There is a special hypocrisy when criminals who have stolen billions and murdered thousands claim to speak for God.

The late Chief Rabbi, Jonathan Sacks, said the key question for the new century was: who speaks for God? If the suggestion was that this is a question different religious traditions need to answer in ways that support our common humanity, we now have no shortage of dictators who say they speak for God. Their claims that other regions of the world are godless and degenerate are made time and again. Like Goebbels, they know that the endless repetition eventually wears people down until phrases become believable. No-one who cares about God’s character would claim their society reflects his character well; there is injustice, hatred and violence everywhere. But there is a special hypocrisy when criminals who have stolen billions and murdered thousands claim to speak for God. 

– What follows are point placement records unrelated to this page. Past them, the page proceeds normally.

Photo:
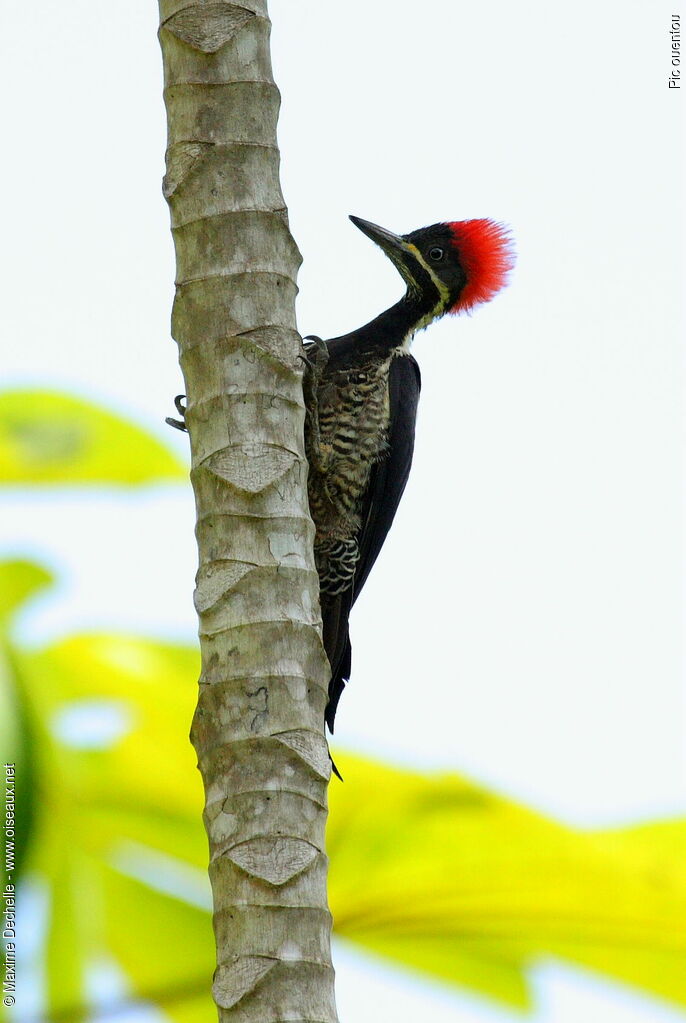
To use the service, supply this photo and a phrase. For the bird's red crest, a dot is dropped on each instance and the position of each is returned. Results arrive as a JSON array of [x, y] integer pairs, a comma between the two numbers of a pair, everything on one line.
[[487, 256]]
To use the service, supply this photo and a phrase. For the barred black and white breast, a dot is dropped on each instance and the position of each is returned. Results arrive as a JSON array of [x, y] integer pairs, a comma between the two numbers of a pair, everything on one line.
[[359, 464]]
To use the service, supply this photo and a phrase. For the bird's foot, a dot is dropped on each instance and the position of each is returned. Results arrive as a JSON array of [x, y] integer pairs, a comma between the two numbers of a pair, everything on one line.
[[181, 409]]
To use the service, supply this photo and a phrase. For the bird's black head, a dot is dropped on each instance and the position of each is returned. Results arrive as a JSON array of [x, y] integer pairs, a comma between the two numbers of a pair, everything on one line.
[[448, 267]]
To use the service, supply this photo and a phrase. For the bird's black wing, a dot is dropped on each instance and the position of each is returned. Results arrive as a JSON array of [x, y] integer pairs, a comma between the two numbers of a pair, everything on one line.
[[386, 483]]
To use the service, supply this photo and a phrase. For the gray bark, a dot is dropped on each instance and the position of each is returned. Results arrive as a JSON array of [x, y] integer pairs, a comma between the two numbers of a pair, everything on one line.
[[258, 728]]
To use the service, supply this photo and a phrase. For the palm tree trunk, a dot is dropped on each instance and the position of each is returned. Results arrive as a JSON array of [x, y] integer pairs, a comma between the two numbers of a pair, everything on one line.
[[258, 728]]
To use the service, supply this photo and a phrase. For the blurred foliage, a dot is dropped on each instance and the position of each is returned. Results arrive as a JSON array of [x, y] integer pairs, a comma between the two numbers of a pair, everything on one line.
[[47, 437], [430, 871]]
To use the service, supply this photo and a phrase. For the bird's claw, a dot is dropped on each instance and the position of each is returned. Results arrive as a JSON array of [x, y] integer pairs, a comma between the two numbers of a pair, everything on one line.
[[181, 409]]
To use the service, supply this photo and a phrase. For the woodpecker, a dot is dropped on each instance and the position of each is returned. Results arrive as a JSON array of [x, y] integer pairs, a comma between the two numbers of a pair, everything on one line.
[[362, 391]]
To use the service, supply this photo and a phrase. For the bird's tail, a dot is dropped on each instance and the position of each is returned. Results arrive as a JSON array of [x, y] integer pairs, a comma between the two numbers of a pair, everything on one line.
[[335, 611]]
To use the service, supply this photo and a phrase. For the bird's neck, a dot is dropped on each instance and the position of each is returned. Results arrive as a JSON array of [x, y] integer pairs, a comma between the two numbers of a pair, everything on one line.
[[395, 327]]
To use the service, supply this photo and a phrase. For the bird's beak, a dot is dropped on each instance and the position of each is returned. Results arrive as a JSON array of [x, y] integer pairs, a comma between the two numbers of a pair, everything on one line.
[[401, 254], [389, 241]]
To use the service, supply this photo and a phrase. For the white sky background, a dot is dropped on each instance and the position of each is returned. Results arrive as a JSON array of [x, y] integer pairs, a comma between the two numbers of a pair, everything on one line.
[[523, 623]]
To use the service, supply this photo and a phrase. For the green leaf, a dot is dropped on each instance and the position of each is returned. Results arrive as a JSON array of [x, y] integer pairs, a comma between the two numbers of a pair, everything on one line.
[[433, 872], [473, 888], [19, 580], [51, 438]]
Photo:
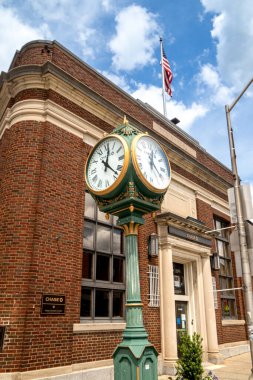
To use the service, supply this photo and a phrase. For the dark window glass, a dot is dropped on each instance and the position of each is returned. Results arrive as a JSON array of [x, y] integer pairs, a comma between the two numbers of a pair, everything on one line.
[[225, 273], [89, 235], [86, 302], [178, 273], [87, 268], [103, 267], [90, 206], [117, 241], [102, 303], [117, 269], [103, 238], [101, 216], [118, 303]]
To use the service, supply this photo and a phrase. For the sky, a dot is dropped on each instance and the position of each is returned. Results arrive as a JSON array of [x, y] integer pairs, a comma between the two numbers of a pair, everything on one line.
[[209, 44]]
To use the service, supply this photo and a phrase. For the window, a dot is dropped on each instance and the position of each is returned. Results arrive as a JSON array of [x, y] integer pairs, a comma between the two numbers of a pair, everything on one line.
[[178, 273], [103, 269], [154, 296], [225, 272]]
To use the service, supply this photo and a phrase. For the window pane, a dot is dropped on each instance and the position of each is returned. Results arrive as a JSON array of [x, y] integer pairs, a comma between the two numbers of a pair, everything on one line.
[[103, 239], [117, 241], [222, 267], [228, 308], [178, 272], [117, 304], [90, 206], [220, 248], [86, 302], [217, 225], [114, 220], [117, 269], [102, 303], [89, 232], [87, 265], [101, 217], [103, 268]]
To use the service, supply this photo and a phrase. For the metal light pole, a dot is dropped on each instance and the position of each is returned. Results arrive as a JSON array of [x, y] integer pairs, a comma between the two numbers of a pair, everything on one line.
[[246, 275]]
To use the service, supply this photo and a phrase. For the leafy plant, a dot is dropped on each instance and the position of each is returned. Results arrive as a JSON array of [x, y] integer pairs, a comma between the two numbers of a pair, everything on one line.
[[189, 365]]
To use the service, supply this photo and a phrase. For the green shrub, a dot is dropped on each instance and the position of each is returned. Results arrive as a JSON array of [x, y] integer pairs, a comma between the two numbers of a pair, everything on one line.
[[189, 366]]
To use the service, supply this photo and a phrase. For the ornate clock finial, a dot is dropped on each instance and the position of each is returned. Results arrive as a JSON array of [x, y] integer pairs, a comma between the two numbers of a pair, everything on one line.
[[125, 121]]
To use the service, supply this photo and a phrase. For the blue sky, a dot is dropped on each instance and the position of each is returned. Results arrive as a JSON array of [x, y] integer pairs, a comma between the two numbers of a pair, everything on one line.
[[208, 43]]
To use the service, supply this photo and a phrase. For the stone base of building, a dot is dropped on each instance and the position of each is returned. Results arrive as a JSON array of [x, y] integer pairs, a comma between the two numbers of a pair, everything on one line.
[[215, 358], [232, 349], [102, 370]]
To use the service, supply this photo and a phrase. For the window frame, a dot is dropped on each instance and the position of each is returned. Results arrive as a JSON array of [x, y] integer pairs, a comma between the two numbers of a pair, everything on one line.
[[92, 283], [227, 276]]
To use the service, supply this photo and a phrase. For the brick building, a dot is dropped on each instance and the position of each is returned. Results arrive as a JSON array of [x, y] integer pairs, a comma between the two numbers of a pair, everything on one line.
[[54, 242]]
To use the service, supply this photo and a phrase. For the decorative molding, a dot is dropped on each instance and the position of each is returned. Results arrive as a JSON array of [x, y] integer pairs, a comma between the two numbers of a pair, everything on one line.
[[175, 140], [233, 322], [47, 111], [202, 194], [87, 327]]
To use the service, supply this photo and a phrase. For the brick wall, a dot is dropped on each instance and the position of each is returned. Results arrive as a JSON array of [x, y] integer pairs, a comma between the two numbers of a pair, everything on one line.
[[37, 53], [226, 334], [41, 223], [42, 204]]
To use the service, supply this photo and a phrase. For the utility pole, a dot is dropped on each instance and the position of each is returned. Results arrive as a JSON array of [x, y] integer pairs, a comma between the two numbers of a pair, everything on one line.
[[246, 275]]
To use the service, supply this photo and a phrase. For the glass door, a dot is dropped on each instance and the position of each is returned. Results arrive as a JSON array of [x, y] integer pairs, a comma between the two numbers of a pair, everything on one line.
[[181, 318]]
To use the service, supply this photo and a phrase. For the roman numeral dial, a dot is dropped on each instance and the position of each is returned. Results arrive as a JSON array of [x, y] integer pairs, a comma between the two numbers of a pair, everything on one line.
[[151, 163], [107, 164]]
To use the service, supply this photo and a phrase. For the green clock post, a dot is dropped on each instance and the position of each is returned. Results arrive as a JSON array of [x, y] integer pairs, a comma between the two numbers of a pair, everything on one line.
[[128, 173]]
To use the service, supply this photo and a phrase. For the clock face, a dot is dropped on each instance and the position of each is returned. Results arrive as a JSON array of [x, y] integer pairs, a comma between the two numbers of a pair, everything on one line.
[[107, 164], [151, 163]]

When Jesus faced his life-defining temptation in the wilderness, the devil showed him the kingdoms of the world and promised they would be his if he ‘turned’. He also tempted Jesus to turn stones into bread. Power and wealth, the very trappings coveted by the world’s dictators. And his final temptation: to throw himself from the roof of the Temple, only to be saved by the angels. To surround himself with a loyal cadre of officers sure to protect his interests at all times. 

Instead of the highway to autocracy, Jesus took the uneven and winding path of service to others. One of self-denial, deprived of the material wealth made available by his elevated position. This is the human standard we have been set and it compels self-reflection, not boasting and threats.